I left them downstairs, my mother listening dubiously as Caroline explained about how corduroy wasn’t just for overalls anymore, and went up to my room, putting my laundry basket on the bed. After I’d stacked all my T-shirts, shorts, and jeans in the bureau, and laid out my info desk clothes for the week to be ironed, the only things left were Kristy’s jeans and the tank top. I went to put them on my desk, where I’d be sure to see them the next time I was leaving for work and could return them, but then, at the last minute, I stopped myself, running the thin, glittery strap of the tank top between my thumb and forefinger. It was so different from anything of mine, it was no wonder my mother had noticed it instantly. That was why I should have returned it immediately. And that was why, instead, I slipped it into my bottom drawer, out of sight, and kept it.

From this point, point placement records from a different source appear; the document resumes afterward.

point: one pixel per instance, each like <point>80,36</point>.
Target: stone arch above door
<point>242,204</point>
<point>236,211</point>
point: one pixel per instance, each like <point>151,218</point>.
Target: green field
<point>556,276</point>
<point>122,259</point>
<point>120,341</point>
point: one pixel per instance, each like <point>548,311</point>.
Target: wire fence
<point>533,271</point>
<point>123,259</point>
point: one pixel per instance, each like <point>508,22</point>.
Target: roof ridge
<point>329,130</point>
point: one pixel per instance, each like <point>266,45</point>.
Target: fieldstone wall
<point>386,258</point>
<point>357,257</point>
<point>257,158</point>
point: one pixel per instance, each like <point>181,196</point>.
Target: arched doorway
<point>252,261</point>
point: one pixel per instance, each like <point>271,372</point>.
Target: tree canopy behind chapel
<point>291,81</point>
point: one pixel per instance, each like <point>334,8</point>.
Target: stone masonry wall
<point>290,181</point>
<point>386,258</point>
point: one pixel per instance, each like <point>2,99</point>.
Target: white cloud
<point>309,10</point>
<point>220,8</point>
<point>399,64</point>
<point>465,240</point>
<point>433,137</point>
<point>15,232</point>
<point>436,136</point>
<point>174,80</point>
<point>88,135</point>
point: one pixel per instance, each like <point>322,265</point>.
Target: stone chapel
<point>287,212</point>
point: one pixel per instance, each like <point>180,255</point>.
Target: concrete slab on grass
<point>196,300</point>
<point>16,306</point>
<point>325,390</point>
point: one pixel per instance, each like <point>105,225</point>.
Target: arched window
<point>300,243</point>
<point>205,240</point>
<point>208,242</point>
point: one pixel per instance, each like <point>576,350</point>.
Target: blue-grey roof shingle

On Sunday, my sister was cooking dinner, and she needed arugula. I wasn’t entirely sure what that was. But I still got recruited to go look for it with her.

We’d just started down the second aisle of the farmer’s market, my sister deep into an explanation of the difference between lettuce and arugula, when suddenly, there was Wes. Yikes, I thought, my hand immediately going to my hair, which I hadn’t bothered to wash (so unlike me, but Caroline, convinced there was going to be some mass rush on exotic greens, had insisted we leave right after breakfast), then to my clothes—an old Lakeview Mall 5K T-shirt, shorts, and flip-flops—which I’d thrown on without considering the fact I might see anyone I knew, much less Wes. It was one thing for him to see me catering, when, even if I was in disarray, at least I wasn’t alone. Here, in broad daylight, though, all my old anxieties came rushing back.